The association between valproate metabolism (VPA) and VPA induced hyperammonemia was studied at Hirosaki University Hospital, Japan. In 53 monopharmacy patients, plasma NH3 levels did not depend on age, VPA dosage or serum levels and showed a negative correlation with the 4-en metabolite of VPA. In polypharmacy patients, plasma NH3 levels were significantly higher, while 2-en VPA serum level and bilirubin were lower than in monopharmacy patients. [1]

COMMENT. This study indicates that young age and high VPA serum levels are not risk factors for hyperammonemia induced by VPA and 4-en metabolite is not causally related to this adverse effect. These authors had previously reported that young age, polypharmacy, and high VPA serum level enhance the susceptibility to VPA hepatotoxicity by altering the metabolism of VPA and by increasing the conversion of VPA to 4-en, the most toxic VPA metabolite (see Ped Neur Briefs March 1992, 6:21).

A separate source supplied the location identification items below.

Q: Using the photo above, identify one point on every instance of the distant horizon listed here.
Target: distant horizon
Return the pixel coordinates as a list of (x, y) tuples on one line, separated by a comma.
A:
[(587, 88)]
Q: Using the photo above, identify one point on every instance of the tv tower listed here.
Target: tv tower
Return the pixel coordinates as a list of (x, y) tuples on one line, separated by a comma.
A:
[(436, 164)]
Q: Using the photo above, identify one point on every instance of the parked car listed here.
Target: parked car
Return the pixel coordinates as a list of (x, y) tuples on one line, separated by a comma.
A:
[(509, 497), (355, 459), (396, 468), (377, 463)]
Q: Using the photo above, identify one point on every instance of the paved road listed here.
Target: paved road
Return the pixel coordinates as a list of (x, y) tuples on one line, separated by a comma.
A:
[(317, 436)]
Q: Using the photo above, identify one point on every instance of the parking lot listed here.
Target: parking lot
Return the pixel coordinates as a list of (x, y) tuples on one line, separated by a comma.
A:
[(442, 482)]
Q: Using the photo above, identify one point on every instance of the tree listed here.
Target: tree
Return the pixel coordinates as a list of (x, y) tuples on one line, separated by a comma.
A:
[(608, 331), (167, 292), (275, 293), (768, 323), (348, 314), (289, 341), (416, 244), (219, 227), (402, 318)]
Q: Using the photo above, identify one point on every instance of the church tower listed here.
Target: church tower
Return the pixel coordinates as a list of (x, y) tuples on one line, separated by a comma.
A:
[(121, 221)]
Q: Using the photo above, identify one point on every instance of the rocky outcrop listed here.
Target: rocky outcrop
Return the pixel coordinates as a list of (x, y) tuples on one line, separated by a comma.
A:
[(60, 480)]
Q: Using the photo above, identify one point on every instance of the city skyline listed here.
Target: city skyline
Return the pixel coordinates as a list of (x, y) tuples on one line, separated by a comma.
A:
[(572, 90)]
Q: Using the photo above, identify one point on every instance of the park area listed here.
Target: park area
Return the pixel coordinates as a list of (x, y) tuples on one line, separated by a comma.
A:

In 43 children with epilepsy who were treated with VPA monotherapy or polytherapy, serum levels of copper were significantly lower than in normal control patients, whereas serum zinc levels were not altered. [2]

Valproate and carbamazepine, and in a lesser frequency, phenytoin and phenobarbital, were the most common causes of red blood cell macrocytosis in children in a study from the Children’s Medical Center, Dallas, TX [3]. Macrocytosis and pancytopenia may be the first manifestation of bone marrow failure and aplastic anemia. An MCV of more than 90 fL in a patient taking antiepileptic medications deserves careful monitoring.